Russian businessman says company is clean
A Swiss-based Russian whose Tauranga "bank" has drawn the attention of New Zealand government agencies insists he is a clean businessman and he was trying to play peacemaker when he met with Saddam Hussein's government in 2001.
Gazi Luguev is the majority owner of Lakia Financial, a New Zealand-registered company incorporated and headquartered at the Tauranga home of twice-bankrupted Elvis impersonator Darryl Jensen.
The Official Assignee said last week it was investigating Jensen's role in Lakia, and would be deregistering the company if it was found not to be conducting any activity in New Zealand. The Reserve Bank has also contacted Lakia requesting it cease using the word “bank” in its advertising.
Luguev provided a lengthy statement in Russian this week outlining his strong rebuttal of media reports from his country of birth accusing him of criminal links.
He strongly denies any contact with criminals and said his sole dealing with police in Russia was for a speeding offence.
He said this week from Geneva: "I never even talked with the police [in Russia], because all the time I had special permission to drive and they couldn't stop my car because I was a big boss. I had a government job," he said.
Luguev said he struggled with bad press in Russia as the country for a time was turbulent and without legal safeguards.

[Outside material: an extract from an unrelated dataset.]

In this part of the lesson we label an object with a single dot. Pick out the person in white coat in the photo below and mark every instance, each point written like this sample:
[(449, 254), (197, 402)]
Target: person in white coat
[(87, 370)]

"You cannot imagine. If you want to know the story of Russia? Before Yeltsin there was no government - you could write what you wanted about anyone."
Luguev said the articles published against him were politically motivated.
"I write to the regime of Putin, the regime of Yeltsin - maybe he was drunk - and then maybe someone wanted to make my name bad, that is all."
Luguev also disputed reporting about his involvement in the United Nations' oil-for-food scandal following his visit to Iraq in early 2001. Luguev had complained to the United Nations when his US$60,000 "advance payment" to secure an oil contract was not returned after the deal fell over.
Luguev said his visit to Baghdad was primarily for peaceful purposes, and he even urged Saddam Hussein to bury the hatchet with the United States.
"I have special meeting with Saddam. I told him ‘Listen, you have to be very close friends with America, with Israel'. I talked with his son [Uday]. But I never made a single business deal with Iraq. I sent an official money as part of the transaction, but never made one job with Iraq, never," he said.
Luguev said he had co-operated with a subsequent investigation into Iraq's oil-for-food scandal and it had cleared him of any criminal wrongdoing.
"I received monetary penalty, that's all. They did not litigate my company," he said.
Luguev said Lakia, was one of many businesses he ran and it had never traded.
"This finance company, we have to work, we are businesspeople. We have to work, we have to create, it's not forbidden," he said.
Lakia's director, the Paris-based Sam Zormati, said he was severing links with company formation agent Jensen.
Last week Lakia's website went offline and emails sent to Zormati at the company's address began bouncing.